Nancy Flores is passionate about making a difference for patients, caregivers, and professionals.
An accomplished veteran of the healthcare industry, Flores spent nearly two decades at Abbott Labs working her way up to CIO. She eventually moved to Johnson Controls, where she held the same position and made a name for herself leading information technology, cybersecurity, and analytics.
But Johnson Controls produces fire, HVAC, and security equipment for buildings—and Flores began once again yearning for the industry she had spent most of her career in.
She missed the ability to help save a life.
So Flores jumped at the opportunity to work at McKesson Corporation, taking a role as executive vice president, chief information officer, and chief technology officer.
Her attraction to the Irving-based provider of wholesale medical supplies, pharmaceutical distribution, and healthcare tech was two-fold.

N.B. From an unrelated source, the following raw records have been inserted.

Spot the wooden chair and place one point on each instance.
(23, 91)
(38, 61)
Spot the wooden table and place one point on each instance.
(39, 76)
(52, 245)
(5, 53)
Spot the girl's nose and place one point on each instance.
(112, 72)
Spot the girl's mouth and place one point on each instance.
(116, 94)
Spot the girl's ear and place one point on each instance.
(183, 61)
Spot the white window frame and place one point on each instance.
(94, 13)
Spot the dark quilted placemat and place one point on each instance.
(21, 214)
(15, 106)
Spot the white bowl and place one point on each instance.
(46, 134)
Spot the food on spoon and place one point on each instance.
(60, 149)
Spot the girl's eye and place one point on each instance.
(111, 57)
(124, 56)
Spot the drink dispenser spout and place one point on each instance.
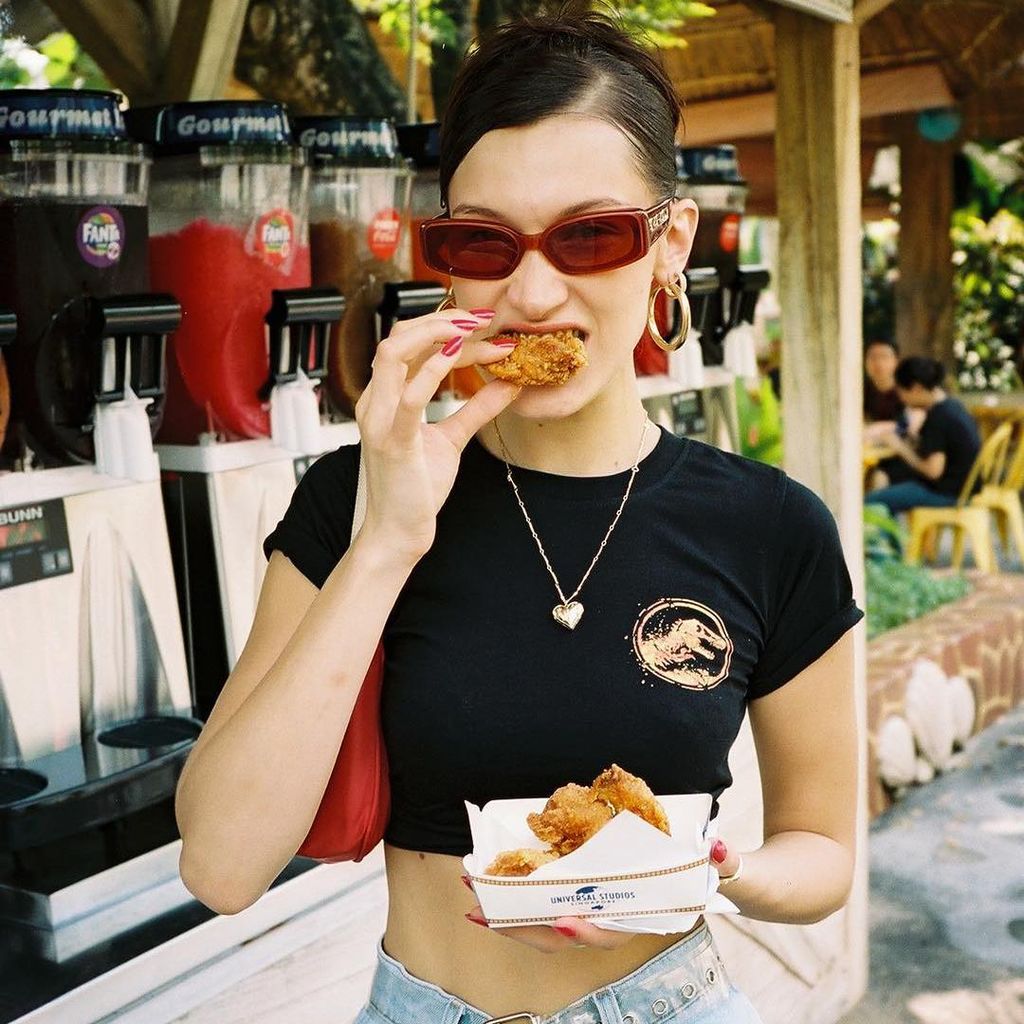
(129, 339)
(406, 299)
(739, 346)
(299, 325)
(8, 328)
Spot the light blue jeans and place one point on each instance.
(684, 984)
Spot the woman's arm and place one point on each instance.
(252, 784)
(806, 738)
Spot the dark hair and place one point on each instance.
(920, 370)
(577, 60)
(881, 341)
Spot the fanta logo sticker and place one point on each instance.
(275, 237)
(101, 236)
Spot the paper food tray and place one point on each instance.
(629, 877)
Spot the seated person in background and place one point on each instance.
(883, 410)
(947, 442)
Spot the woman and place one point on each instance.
(477, 525)
(946, 446)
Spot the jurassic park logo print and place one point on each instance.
(683, 642)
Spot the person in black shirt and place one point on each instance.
(947, 443)
(558, 584)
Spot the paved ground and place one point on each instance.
(947, 893)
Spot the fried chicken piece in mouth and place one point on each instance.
(570, 816)
(516, 863)
(628, 793)
(541, 359)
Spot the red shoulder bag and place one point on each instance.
(355, 805)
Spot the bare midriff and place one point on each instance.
(428, 933)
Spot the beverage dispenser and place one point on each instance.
(95, 710)
(228, 216)
(358, 235)
(227, 225)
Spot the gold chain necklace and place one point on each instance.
(570, 610)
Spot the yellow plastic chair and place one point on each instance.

She was drawn to McKesson’s mission to help every patient, one product at a time, and saw a once-in-a-lifetime chance to use technology to shape every piece of the company’s business strategy.
Flores took the role head-on: She was quickly in charge of all of McKesson’s technology initiatives, including software, infrastructure, application development tools and processes, operations, and cybersecurity.
But six weeks into a c-suite job and a new city, a global pandemic hit.
Like every other business, McKesson had to shift overnight. Flores and her tech teams had to address systems and infrastructure in completely new ways to tackle the unplanned activity accompanied by PPE demand and dynamic supply chain activity.
Now, McKesson has a partnership with the CDC to support Operation Warp Speed as a distributor of future COVID-19 vaccines and related supplies. And, Flores and her teams will play a big part in that.
What was it like to step into your new role and new community earlier this year?
When you step into this role, there are typically three things you look at. First, the ability to retain great talent in terms of communities and accessibility.
Then, building pipelines of diverse, solid tech talent. There’s so much diversity in Dallas. As a person of color—I’m half Hispanic and Asian, but I spent a lot of time associated to my Hispanic background—to know that you have a population that is diverse gives me the ability to help build an organization that accurately reflects the community.
The last piece are the linkages to the local community. Age is liberating, and things are very different here.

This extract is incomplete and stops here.